Over one million people in New Jersey are food insecure, according to Feeding America’s “2016 Map the Meal Gap” report, and Essex County has the highest concentration of food insecurity in New Jersey. (The report reflected conditions in 2014.)
Elijah has increased his fund-raising goal from $3,000 last year (when he actually raised $5,000) to $15,000 this year, the equivalent cost of 15 fruit and vegetable shares through the Farm & Fork Society CSA, which his mother, Melissa Goldberg, started in 2008 and continues to run. And now Elijah has added Isaiah House in East Orange to the two food pantries he worked with last year, the Interfaith Food Pantry of the Oranges, and the food pantry at Our Lady of Sorrows Church in South Orange.
As of late April, he’d already raised more than $4,000.
“It’s easier to keep it going than to stop,” he said. “And if it keeps going, we help more people.”
Elijah, an eighth-grader at the Far Brook School in Short Hills, sat down with NJJN in his home on April 7 to explain the project and his motivation.
“At Far Brook we have a community service day, and I went to a food bank. It made an impact on me,” said Elijah, his long, brownish-blond locks peeking out from under a baseball cap. The students visited St. Ann’s Soup Kitchen in Newark. (Food pantries and soup kitchens are self-governing bodies that distribute food to local communities; food banks are storehouses for sometimes millions of pounds of food and other products that ultimately are distributed to the community, usually through pantries and soup kitchens.) “I saw a lot more people than I thought I would. I thought there would be 75 or 80 people. There were more like 200,” Elijah said.

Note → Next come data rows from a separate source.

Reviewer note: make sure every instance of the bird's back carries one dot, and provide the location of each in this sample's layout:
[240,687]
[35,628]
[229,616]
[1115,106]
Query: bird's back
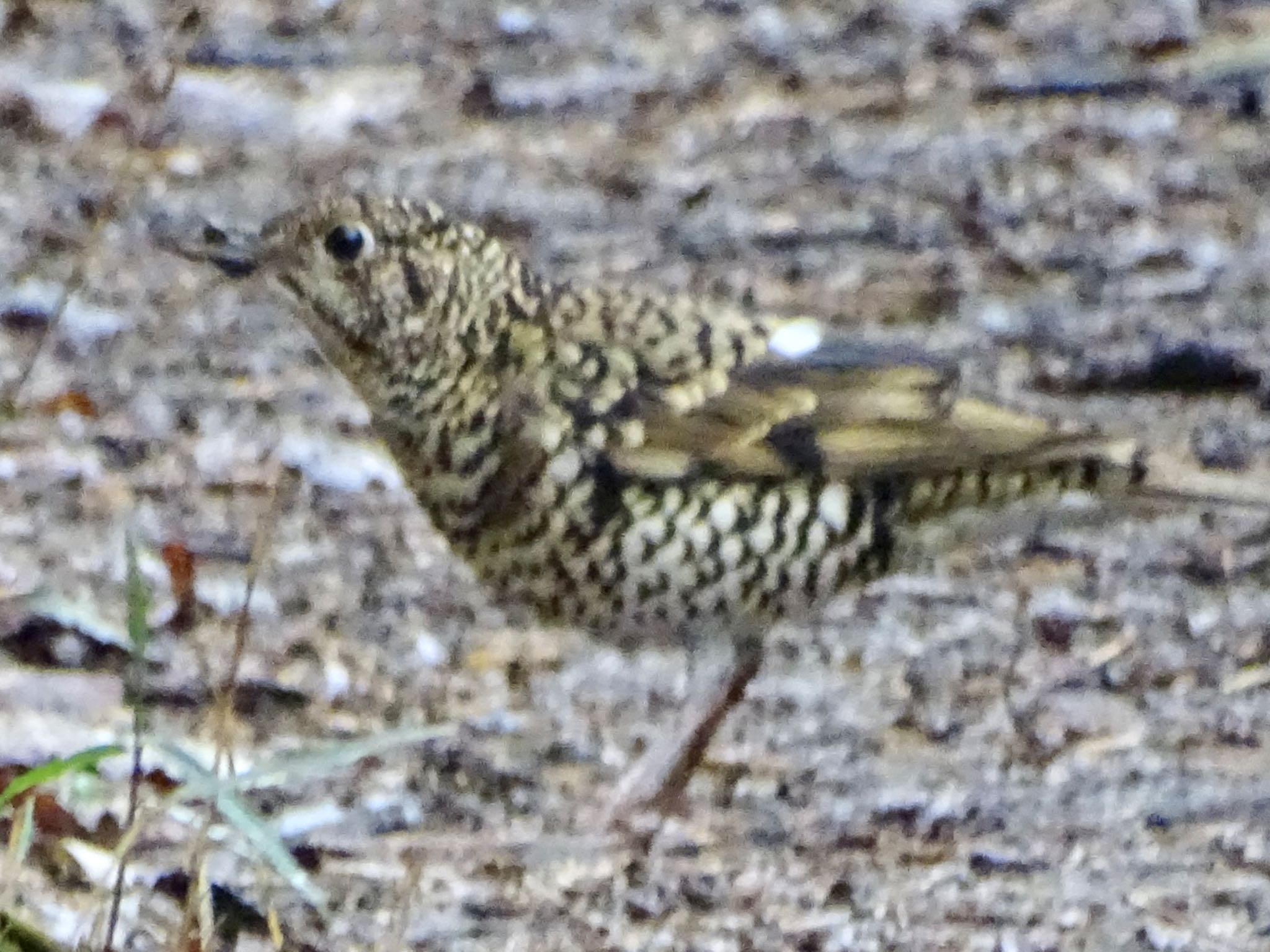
[700,470]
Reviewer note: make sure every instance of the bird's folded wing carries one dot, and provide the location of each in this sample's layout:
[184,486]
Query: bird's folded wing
[841,409]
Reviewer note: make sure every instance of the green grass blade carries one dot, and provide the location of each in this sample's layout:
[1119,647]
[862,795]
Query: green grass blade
[55,769]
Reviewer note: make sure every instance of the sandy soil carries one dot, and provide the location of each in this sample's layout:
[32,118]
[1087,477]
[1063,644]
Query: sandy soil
[1047,741]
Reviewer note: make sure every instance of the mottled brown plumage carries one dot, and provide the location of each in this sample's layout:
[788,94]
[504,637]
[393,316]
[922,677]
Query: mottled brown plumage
[651,469]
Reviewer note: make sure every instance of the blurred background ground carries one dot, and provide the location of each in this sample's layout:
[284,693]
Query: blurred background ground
[1049,742]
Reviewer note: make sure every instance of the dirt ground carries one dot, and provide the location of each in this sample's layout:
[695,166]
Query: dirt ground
[1050,738]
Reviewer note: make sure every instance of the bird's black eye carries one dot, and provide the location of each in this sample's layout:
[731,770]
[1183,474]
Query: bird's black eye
[345,243]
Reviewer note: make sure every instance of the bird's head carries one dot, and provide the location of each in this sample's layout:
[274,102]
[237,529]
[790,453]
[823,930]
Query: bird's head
[381,283]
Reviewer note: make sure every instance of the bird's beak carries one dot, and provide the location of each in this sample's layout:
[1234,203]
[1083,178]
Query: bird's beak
[236,253]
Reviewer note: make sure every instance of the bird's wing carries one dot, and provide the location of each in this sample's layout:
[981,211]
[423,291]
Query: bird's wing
[818,402]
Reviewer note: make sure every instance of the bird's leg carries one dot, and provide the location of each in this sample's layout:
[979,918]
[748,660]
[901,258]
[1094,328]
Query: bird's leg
[657,783]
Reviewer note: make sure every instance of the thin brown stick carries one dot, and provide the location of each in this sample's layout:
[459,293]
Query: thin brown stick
[223,705]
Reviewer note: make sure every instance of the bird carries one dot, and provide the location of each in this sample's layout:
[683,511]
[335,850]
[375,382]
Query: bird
[653,469]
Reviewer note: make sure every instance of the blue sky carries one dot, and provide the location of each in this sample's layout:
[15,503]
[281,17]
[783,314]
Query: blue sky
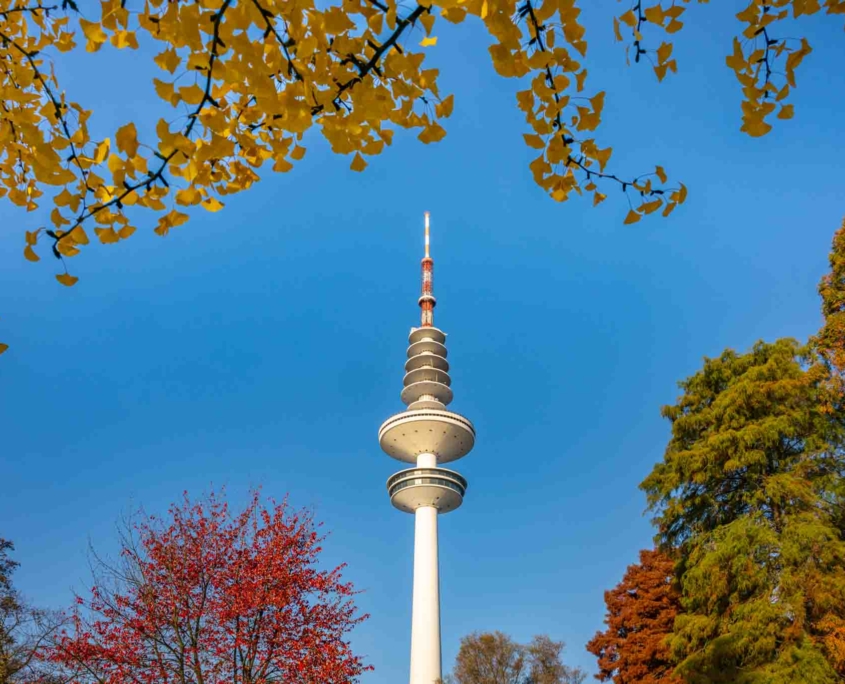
[263,345]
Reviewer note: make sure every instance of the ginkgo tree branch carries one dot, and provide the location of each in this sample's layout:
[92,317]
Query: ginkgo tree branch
[158,174]
[57,104]
[576,161]
[268,17]
[34,9]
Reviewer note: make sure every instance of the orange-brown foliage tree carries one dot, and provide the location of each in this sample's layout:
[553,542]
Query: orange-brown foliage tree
[830,342]
[641,611]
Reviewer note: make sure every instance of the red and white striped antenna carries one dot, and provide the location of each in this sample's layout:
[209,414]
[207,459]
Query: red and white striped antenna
[427,301]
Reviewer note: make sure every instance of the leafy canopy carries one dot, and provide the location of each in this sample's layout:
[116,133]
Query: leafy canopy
[246,79]
[205,597]
[641,612]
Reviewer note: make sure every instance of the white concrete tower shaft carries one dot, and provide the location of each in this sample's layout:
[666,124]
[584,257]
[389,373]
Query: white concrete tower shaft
[425,621]
[426,435]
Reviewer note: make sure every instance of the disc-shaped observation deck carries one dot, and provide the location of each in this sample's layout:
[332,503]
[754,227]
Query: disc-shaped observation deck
[438,487]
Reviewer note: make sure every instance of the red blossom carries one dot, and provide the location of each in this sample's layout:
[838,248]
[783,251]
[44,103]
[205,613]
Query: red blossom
[204,597]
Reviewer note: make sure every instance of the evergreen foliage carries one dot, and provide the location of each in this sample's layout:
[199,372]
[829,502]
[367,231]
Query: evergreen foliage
[641,612]
[749,493]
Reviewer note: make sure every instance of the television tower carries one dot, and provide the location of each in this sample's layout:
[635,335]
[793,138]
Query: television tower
[426,435]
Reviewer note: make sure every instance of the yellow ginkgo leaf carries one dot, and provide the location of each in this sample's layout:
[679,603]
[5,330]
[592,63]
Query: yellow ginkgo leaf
[651,207]
[212,204]
[126,139]
[432,133]
[358,163]
[786,112]
[444,108]
[67,279]
[78,236]
[632,217]
[629,18]
[168,60]
[533,140]
[427,20]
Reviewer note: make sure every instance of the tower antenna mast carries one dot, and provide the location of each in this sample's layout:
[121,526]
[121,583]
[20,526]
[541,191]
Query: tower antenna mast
[426,435]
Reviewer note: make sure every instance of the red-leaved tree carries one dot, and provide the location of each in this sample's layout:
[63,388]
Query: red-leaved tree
[641,612]
[205,597]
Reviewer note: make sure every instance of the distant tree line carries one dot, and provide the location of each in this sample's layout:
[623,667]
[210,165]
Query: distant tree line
[495,658]
[747,583]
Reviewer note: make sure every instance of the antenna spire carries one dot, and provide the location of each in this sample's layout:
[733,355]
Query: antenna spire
[427,300]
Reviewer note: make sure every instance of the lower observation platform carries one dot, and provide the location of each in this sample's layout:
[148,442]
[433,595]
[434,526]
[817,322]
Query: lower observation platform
[408,434]
[410,489]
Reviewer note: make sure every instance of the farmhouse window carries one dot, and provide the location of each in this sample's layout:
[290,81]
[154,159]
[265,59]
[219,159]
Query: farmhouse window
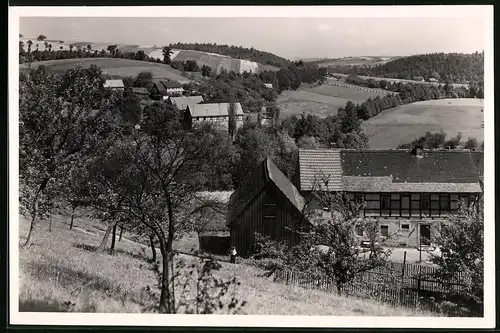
[405,205]
[444,203]
[269,211]
[384,230]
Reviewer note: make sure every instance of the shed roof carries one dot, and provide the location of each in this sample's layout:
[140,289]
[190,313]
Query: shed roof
[391,170]
[113,84]
[182,102]
[266,172]
[213,110]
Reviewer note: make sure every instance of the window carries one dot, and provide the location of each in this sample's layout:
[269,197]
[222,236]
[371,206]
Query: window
[269,211]
[405,205]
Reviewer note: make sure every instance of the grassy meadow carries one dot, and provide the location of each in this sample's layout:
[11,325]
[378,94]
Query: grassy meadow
[61,271]
[323,100]
[116,67]
[405,123]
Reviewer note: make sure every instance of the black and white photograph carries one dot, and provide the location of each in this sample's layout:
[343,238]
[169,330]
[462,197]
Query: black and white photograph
[252,166]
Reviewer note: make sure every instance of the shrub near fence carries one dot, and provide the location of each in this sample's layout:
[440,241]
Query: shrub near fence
[389,284]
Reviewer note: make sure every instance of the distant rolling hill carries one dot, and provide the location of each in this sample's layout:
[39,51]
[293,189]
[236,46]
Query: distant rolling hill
[213,60]
[116,67]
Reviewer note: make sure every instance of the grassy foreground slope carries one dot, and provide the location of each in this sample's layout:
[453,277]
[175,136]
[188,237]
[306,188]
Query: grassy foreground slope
[405,123]
[61,266]
[115,67]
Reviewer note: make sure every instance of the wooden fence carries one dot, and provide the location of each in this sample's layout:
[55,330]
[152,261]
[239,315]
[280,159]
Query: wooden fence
[396,284]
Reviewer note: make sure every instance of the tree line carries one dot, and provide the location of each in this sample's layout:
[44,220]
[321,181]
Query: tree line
[444,67]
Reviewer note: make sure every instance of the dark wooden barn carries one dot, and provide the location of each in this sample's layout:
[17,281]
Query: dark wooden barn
[268,204]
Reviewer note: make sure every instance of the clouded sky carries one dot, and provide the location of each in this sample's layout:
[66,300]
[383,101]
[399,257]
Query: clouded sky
[288,37]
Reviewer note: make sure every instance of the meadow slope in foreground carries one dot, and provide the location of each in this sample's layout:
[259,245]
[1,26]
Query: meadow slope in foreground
[60,266]
[405,123]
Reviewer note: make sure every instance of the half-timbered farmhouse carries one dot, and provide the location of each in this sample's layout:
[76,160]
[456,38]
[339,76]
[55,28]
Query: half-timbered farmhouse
[269,204]
[405,191]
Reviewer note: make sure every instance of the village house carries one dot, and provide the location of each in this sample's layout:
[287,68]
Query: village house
[182,102]
[269,204]
[407,192]
[217,113]
[164,89]
[114,84]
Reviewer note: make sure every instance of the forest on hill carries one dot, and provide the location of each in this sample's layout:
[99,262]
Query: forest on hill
[237,52]
[445,67]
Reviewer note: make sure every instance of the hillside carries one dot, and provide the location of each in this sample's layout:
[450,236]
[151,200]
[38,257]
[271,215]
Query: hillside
[403,124]
[352,61]
[62,266]
[115,67]
[214,60]
[453,67]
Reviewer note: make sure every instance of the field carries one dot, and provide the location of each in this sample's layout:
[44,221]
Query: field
[353,61]
[215,61]
[61,266]
[116,67]
[405,123]
[323,100]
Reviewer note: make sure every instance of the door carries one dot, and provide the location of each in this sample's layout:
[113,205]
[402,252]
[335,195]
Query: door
[425,234]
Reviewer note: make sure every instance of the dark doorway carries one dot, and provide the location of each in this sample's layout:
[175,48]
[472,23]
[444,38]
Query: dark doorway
[425,234]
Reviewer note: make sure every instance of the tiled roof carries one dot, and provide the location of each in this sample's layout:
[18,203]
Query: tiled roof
[213,110]
[266,172]
[435,166]
[113,84]
[182,102]
[318,166]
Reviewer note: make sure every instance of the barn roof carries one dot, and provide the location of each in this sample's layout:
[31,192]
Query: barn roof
[391,170]
[113,84]
[265,173]
[182,102]
[213,110]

Meanwhile, although he would not be having a traditional bar mitzvah service in a synagogue, his parents insisted that he do a service project to mark his Jewish coming of age. (The family does not belong to a congregation nor does Goldberg’s mother consider the family religiously observant.)
“I saw that people needed help,” Elijah said. He brainstormed different ideas for his project, and settled on helping the food pantries with organic produce from Farm & Fork Society. “It’s real food, not junk food,” he said.
He started a page for his idea, Generation Zero: Working to Reduce Hunger in NJ, on the fund-raising platform generosity.com, and sent e-mails last year to his friends and family, probably 200 all together, according to his mother.
People can sign up either through the generosity.com site or when they sign up for their CSA share through Farm & Fork.
Elijah estimates that he spent about five hours setting up the project initially through the CSA, and about 14 hours working on it through Far Brook’s community service days. Now, he said, “it runs itself.”
Kate Cahill, one of the coordinators of the food pantry at Our Lady of Sorrows, which distributes food on a weekly basis to about 100-125 patrons, expressed her gratitude for the project. “We are always working to develop relationships with partners who can provide free, fresh produce. Not only does it provide excellent nutrition, it replaces food that we otherwise might need to purchase,” she said. “Although we receive nonperishables through generous individual donations and food drives,” Cahill added, “that is not enough on its own to fully support our operations.”
According to the Generation Zero website, Elijah derived his organization’s name from Generation Z, referring to his peers, born between the mid-1990s and early 2000s.
Farm & Fork Society has more than 100 members. Its fruits and vegetables come from Circle Brook Farm in Andover and Breezy Hill Orchard in Staatsburg, N.Y.
The food pantries pick up their share at the same time as other members of the CSA, on Wednesday afternoons in a Millburn parking lot. If one of the beneficiaries misses a pickup, their share for that week goes to the other pantries.
The CSA season runs June 7-Nov. 15, and sign-up runs until May 1. Donations to benefit the food pantries can be made through the CSA or the Generosity.com website through June 7; any donations after that date will be held for 2018.
Elijah has no plans to stop his efforts on behalf of the pantries. “It just feels good,” he said.